A segunda bomba do dia... Parei de mastigar o pão de queijo e me virei para a tv. Para minha surpresa, não foi a sala do Krügger que recebera atenção da repórter...
- "As autoridades estão perplexas com o caso da Escola de Ensino Médio de Forks. A polícia estima que mais da metade dos vidros e classes do prédio principal estejam destruídos, fora o restante dos estragos feitos em outros locais. Ninguém sabe ainda o que aconteceu no local, mas calculasse que o colégio voltará com suas atividades normais na semana que vem...".
Eu estava com metade do pão de queijo na boca. A vontade que eu tinha era de sair correndo pela rua gritando eu roubei um fone, não destruí o colégio! Virei novamente para Mirian que também tinha uma expressão assustada no rosto e tentei me acalmar.
- Puta que pariu... – Uma senhora que sentava do nosso lado me olhou cara de desaprovação depois que soltei – E eu pensando besteira...
- Realmente...
- O quê? – Como assim realmente?
- Nada Lili Star. O que você quer fazer agora?

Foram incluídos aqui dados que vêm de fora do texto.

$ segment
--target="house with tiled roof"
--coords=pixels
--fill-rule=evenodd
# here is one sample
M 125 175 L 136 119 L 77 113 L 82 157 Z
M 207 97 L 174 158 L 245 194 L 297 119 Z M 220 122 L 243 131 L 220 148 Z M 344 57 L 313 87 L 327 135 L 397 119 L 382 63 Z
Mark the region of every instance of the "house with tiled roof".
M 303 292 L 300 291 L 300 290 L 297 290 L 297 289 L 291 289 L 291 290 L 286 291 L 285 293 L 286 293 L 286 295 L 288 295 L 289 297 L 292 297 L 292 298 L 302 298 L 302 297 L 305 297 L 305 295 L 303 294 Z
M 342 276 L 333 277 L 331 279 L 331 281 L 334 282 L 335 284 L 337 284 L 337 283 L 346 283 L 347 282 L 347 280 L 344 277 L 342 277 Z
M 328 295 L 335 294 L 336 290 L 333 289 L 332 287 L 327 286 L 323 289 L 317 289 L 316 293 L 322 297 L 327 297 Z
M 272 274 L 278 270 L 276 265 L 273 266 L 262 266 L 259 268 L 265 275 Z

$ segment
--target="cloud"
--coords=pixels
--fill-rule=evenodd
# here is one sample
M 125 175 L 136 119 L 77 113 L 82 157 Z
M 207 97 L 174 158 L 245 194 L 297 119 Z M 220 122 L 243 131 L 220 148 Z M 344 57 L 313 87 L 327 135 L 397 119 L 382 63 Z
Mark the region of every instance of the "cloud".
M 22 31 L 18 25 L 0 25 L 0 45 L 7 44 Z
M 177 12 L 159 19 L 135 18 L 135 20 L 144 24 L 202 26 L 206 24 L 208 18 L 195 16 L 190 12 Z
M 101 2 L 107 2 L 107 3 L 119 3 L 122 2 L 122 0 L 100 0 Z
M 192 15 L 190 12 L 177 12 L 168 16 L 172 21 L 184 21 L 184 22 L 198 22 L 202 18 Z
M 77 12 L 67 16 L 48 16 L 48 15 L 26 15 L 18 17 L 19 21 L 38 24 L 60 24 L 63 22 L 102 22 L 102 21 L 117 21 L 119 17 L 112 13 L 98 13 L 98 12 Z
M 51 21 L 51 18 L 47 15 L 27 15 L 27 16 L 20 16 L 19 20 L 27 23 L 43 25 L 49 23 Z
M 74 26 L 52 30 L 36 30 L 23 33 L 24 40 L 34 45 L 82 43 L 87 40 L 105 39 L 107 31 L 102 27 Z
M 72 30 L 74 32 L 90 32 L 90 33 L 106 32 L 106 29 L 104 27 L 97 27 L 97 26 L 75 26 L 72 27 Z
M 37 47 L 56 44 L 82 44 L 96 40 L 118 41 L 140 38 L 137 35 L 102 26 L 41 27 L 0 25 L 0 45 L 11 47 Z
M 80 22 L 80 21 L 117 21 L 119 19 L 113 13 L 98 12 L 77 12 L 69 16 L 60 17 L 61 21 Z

Eu? Eu queria jogar minha consciência no lixo! Então quer dizer que a polícia não estava na escola por eu ter pegado meus fones de volta? Aquela notícia foi como se tirassem aquelas duas toneladas das minhas costas e jogadas para cima...
- Não sei... O que você quer fazer?
- Estava pensando em voltarmos para casa... Sabe, estou cansada... – Mirian mudou completamente de expressão. Seus olhos começaram a ficar ainda mais negros a cada segundo que passava. Havia alguma coisa errada.
- O que houve, garota?
- Nada – Era óbvio que havia alguma coisa... Eu sabia quando alguém tentava esconder alguma coisa... Eu usava muito isso quando não queria fazer alguma coisa - Não precisa voltar se não quiser...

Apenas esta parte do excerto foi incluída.